The person at the top of this government doesn’t think through the consequences of his actions, is cavalier about detail and bored by complexity, prefers the quick hit of a snappy populist slogan to the steady slog of competent administration. All this was known about him long before the Tory party made him its leader. His flaws as a prime minister are a revelation only to those who wilfully ignored his biography and his record.

Andrew Rawnsley on why Boris Johnson is constantly surprised when his government fails

Quote of the day: A country that cheats at cards

But either way, setting ourselves up as the country you really can’t trust seems an eccentric way to launch a new era of global dealmaking. I know some on the UK government’s side have long sought to characterise these negotiations as the righteous Jedi (them) versus the nefarious Trade Federation (the EU). But this has long indicated that the Star Wars franchise is just one more thing they don’t understand.
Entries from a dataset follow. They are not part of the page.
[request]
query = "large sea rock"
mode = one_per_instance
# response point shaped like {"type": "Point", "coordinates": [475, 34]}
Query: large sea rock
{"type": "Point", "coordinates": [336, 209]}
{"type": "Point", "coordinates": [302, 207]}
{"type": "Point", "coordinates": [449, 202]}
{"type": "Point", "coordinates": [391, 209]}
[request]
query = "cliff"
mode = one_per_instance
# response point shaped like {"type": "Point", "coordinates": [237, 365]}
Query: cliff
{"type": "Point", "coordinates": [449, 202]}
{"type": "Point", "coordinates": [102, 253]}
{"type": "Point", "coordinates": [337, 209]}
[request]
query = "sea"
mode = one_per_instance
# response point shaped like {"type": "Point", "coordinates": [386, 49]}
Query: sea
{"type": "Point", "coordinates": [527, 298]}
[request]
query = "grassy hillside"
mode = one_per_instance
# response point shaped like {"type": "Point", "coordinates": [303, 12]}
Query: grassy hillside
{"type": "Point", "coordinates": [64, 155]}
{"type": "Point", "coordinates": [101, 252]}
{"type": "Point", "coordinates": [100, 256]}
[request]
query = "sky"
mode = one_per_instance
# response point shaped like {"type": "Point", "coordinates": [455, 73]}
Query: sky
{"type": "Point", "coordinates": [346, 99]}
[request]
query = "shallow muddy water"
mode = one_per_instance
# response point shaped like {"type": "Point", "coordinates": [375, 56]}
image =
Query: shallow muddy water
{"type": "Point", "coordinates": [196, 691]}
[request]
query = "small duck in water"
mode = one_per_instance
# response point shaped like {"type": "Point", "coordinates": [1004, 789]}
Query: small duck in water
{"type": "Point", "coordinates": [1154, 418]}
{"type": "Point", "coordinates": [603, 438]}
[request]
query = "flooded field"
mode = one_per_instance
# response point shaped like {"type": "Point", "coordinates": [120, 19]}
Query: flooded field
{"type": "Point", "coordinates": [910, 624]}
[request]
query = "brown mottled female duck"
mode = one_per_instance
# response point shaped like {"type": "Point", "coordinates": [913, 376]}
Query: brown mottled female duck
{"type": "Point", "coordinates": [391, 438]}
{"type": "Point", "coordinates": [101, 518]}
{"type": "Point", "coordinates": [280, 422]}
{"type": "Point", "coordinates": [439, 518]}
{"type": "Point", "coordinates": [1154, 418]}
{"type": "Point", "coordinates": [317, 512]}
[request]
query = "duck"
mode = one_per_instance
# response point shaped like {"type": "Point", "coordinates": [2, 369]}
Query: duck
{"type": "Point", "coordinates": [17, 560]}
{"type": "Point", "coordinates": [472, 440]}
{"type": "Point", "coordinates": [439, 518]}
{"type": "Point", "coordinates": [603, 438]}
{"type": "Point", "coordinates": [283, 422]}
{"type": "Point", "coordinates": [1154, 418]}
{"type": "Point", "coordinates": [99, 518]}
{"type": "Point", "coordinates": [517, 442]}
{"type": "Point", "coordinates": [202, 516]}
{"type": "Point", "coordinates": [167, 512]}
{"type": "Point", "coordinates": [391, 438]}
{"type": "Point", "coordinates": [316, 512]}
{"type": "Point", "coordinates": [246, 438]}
Marina Hyde on the UK Government’s utterly bizarre plan to break international law because they didn’t understand the Withdrawal agreement that they negotiated.

Quote of the day: Anticlimactic

Revolutions unleash euphoria because they create tangible images of change and inaugurate, at least in the fevered minds of their supporters, a new epoch. Brexit can’t do either of these things. The problem with a revolt against imaginary oppression is that you end up with imaginary freedom. How do you actually show that the yoke of Brussels has been lifted? You can’t bring prawn cocktail-flavoured crisps back into the shops, or release stout British fishermen from the humiliation of having to wear hair nets at work on the high seas, or unban donkey rides on beaches, or right any of the other great wrongs that fuelled anti-EU sentiment – because all of it was make-believe.